5. Questions & Answers: List slippers
[Q] From Peter Chitty: “Any idea what list slippers are? Arnold Bennett’s book, The Old Wives’ Tale, refers.”
[A] The passage you refer to reads: “Sophia wore list slippers in the morning. It was a habit which she had formed in the Rue Lord Byron—by accident rather than with an intention to utilize list slippers for the effective supervision of servants.” That, by itself, serves only to deepen the mystery, since it’s far from immediately clear why such footwear should help with that.
Let’s take it from the top. There are eight different senses of the noun list in the Oxford English Dictionary. The relevant one is now rare. It came into English from the Germanic languages with the meaning of a border or boundary (the lists, the place where a medieval jousting tournament was held, is an example of that sense; it derives from the name given to the barriers that enclosed the space in which the tournament took place).
More particularly, a list was the border or edging of a piece of cloth, its selvage, woven in a slightly different way from the body of the material so that it would not fray or unravel. List slippers were made of material woven in this way.
List slippers were often worn when quiet was needed, say when somebody in the house was ill and people walking about in ordinary shoes on bare floors would disturb them. In an old parenting manual, Advice to a Mother on the Management of her Children, by Pye Henry Chavasse, of 1878, the author noted that in a sick room nurses ought to wear “list slippers—soles and all being made of list” to maintain quiet. So Sophia could more easily supervise her servants through wearing them because she could creep up on them unawares. The same idea turns up in Oscar Wilde’s The Canterville Ghost, in which the put-upon spectre “gave up all hope of ever frightening this rude American family, and contented himself, as a rule, with creeping about the passages in list slippers”.

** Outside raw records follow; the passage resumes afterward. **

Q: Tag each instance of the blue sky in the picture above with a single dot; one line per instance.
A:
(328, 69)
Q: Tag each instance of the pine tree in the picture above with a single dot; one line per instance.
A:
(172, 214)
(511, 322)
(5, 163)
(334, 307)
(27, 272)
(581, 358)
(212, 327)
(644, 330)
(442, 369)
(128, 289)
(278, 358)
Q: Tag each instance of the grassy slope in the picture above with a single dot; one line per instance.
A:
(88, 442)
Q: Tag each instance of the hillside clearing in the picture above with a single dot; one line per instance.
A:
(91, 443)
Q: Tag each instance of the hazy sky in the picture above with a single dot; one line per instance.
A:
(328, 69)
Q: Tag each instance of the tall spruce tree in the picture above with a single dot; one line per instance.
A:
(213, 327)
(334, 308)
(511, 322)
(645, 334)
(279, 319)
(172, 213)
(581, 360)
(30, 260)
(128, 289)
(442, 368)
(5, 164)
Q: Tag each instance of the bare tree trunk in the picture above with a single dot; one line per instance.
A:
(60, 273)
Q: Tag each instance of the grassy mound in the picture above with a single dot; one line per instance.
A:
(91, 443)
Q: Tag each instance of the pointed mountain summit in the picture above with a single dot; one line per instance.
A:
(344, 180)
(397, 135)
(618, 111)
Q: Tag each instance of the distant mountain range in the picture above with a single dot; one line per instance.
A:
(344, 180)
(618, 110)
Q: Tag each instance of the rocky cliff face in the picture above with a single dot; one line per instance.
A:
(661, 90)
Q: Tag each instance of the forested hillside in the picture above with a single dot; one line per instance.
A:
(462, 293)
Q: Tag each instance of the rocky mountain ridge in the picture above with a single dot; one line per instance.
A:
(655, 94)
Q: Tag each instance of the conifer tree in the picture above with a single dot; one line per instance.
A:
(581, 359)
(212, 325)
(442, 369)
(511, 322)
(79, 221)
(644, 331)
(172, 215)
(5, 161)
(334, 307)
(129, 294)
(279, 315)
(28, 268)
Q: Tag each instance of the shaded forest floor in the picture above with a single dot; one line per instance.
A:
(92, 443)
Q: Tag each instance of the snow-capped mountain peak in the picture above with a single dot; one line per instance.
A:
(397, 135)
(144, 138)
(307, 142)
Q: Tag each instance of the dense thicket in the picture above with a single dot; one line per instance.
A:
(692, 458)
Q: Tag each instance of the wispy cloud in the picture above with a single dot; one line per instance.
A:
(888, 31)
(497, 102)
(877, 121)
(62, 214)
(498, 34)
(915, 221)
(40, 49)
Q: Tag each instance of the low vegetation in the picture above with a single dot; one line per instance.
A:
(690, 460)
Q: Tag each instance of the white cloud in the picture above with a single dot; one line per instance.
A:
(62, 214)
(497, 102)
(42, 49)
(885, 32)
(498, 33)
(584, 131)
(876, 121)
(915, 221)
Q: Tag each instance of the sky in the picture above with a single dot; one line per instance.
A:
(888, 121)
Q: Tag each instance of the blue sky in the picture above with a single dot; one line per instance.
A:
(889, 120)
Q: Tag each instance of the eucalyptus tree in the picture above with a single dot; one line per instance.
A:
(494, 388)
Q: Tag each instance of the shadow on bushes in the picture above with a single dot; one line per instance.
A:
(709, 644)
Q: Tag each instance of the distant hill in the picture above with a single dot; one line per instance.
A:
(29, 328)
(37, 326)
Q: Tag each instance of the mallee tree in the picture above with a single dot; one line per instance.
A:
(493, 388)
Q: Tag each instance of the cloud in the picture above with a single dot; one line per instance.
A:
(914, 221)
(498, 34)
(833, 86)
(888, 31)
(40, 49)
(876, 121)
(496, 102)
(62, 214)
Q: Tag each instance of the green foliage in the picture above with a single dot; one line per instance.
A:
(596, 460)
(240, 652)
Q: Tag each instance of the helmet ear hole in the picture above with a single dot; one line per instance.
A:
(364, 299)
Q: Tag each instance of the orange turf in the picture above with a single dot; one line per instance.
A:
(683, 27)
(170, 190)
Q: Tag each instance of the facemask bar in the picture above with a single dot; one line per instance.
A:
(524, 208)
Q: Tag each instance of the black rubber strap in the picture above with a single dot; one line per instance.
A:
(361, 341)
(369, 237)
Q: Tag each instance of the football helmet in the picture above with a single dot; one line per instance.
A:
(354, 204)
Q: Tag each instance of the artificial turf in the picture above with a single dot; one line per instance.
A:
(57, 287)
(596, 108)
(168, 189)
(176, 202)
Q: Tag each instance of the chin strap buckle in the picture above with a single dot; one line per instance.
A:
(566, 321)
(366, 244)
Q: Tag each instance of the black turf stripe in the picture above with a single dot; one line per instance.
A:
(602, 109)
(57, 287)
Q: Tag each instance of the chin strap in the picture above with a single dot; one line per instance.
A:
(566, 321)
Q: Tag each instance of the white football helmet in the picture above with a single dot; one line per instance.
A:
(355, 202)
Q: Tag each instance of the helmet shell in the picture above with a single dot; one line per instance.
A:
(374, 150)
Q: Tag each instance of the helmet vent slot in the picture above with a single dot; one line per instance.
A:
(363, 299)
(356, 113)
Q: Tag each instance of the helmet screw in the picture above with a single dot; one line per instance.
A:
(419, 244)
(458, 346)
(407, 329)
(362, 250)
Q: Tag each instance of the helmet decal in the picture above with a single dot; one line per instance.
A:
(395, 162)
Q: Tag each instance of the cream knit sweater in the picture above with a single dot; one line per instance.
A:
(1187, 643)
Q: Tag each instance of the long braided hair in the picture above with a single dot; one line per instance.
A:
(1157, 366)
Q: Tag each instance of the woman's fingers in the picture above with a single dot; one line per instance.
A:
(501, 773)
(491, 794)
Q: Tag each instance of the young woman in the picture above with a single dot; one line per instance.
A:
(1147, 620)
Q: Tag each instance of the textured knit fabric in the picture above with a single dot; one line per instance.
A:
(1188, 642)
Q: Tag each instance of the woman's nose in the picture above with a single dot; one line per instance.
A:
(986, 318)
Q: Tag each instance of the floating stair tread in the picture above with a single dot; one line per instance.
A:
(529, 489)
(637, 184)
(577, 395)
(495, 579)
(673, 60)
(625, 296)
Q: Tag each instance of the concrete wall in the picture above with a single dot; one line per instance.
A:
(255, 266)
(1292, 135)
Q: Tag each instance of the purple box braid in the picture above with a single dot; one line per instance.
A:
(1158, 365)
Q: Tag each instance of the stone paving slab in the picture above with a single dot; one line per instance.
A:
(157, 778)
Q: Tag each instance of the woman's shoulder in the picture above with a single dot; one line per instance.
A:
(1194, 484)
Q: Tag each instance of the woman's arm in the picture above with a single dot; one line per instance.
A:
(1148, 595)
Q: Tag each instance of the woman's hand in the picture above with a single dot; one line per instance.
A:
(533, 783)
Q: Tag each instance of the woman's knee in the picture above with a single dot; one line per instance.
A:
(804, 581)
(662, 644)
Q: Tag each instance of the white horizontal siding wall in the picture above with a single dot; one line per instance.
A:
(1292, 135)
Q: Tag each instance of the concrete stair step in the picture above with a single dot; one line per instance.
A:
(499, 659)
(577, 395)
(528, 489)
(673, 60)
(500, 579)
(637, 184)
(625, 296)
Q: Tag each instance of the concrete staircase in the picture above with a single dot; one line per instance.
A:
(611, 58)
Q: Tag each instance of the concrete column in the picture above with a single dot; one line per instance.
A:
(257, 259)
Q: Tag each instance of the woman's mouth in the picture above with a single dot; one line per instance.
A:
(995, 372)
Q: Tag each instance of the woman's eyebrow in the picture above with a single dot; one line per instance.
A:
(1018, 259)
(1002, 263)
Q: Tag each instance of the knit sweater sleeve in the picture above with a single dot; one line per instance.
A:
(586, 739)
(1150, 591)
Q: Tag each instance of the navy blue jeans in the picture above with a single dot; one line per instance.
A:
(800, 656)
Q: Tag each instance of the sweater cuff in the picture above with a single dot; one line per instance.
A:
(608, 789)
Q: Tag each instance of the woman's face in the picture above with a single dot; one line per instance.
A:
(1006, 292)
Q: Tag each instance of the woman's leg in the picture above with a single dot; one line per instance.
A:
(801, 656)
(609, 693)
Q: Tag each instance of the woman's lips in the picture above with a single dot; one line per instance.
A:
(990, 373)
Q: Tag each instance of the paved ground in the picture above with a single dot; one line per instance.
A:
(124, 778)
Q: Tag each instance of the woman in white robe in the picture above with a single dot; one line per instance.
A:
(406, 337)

The same footwear was worn by gunners on board ship when working with gunpowder, as C S Forester explained in Lieutenant Hornblower: “Mr Hobbs, the acting-gunner, with his mates and helpers, made a momentary appearance on their way down to the magazine. They were all wearing list slippers to obviate any chance of setting off loose powder which would be bound to be strewn about down there in the heat of action.”
• “Did you know the lung is a memory device?” asked Ron Krueger. He had been reading the Claim with Colchamiro column in the July 2006 issue of Bridge Bulletin, produced by the American Contract Bridge League: “COPA is a pneumonic device that helps players understand signaling better.”
• The New York Times of 29 June reported: “The F.B.I. has said that a separate raid on Mr. Jefferson’s home in Washington turned up $90,000 in cash hidden in a freezer that had been provided to the lawmaker as part of an F.B.I. sting.” Amy Livingston read this through several times but still isn’t sure whether it was the cash or the freezer that was provided as part of the sting.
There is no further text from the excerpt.